2.2. Object tracking analysis

According to the quantity of tracked objects, object tracking methods are categorized into two types, single-object tracking, and multi-object tracking (Deori and Thounaojam, 2014). Single-object tracking refers to detecting a single object in successive frames and then predicting its size and position in subsequent frames. Typical single-object tracking algorithms include Mean Shift (Comaniciu and Meer, 2002), Tracking-Learning-Detection (TLD) (Kalal et al., 2011), Kernelized Correlation Filter (KCF) (Henriques et al., 2014), etc. Multi-object tracking tracks the size and position of multiple objects. Typical multi-object tracking algorithms include SORT (Bewley et al., 2016) and DeepSORT (Wojke et al., 2017), etc.
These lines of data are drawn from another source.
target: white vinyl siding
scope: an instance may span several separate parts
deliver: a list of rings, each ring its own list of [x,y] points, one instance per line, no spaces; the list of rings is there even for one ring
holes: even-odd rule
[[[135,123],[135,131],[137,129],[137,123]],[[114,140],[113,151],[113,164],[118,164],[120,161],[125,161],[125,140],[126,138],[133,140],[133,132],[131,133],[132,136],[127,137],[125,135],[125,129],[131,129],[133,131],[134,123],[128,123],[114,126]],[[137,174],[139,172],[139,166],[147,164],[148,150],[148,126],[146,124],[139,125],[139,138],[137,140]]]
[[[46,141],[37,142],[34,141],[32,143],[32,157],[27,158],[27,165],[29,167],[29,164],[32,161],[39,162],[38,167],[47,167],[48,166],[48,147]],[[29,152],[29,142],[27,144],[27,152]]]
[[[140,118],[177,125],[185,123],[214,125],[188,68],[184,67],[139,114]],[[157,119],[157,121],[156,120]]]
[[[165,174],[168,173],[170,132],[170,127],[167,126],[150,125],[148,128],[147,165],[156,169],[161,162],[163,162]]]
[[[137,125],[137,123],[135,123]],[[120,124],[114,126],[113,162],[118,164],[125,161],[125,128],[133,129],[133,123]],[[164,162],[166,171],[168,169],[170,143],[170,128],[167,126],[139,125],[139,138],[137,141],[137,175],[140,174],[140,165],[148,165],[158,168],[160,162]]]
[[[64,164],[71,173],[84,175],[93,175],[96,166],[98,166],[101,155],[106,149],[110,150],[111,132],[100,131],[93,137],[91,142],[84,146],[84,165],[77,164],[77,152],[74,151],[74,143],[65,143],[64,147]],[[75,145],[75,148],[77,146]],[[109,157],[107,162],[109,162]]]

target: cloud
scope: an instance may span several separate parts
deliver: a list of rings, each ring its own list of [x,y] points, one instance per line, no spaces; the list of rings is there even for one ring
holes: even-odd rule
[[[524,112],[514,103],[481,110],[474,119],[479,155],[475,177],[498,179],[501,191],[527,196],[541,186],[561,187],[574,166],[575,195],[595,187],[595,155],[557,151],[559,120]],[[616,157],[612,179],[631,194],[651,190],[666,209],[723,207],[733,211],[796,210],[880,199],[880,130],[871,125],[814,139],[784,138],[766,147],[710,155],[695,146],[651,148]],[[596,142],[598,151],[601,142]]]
To achieve temporal tracking of vehicles, a majority of vehicle tracking methods are based on a fundamental principle of judging whether two vehicles in adjacent frames are identical by utilizing spatial distance (Koller et al., 1992; Deori and Thounaojam, 2014). These methods can be classified into the following four categories:

• Model-based methods: The core of this method is the creation of an accurate two-dimensional model of known vehicle objects. Then, the acquired images are aligned with this model (Koller et al., 1992). The approach is not suitable for real-time processing due to its computational complexity, which requires a large amount of computation.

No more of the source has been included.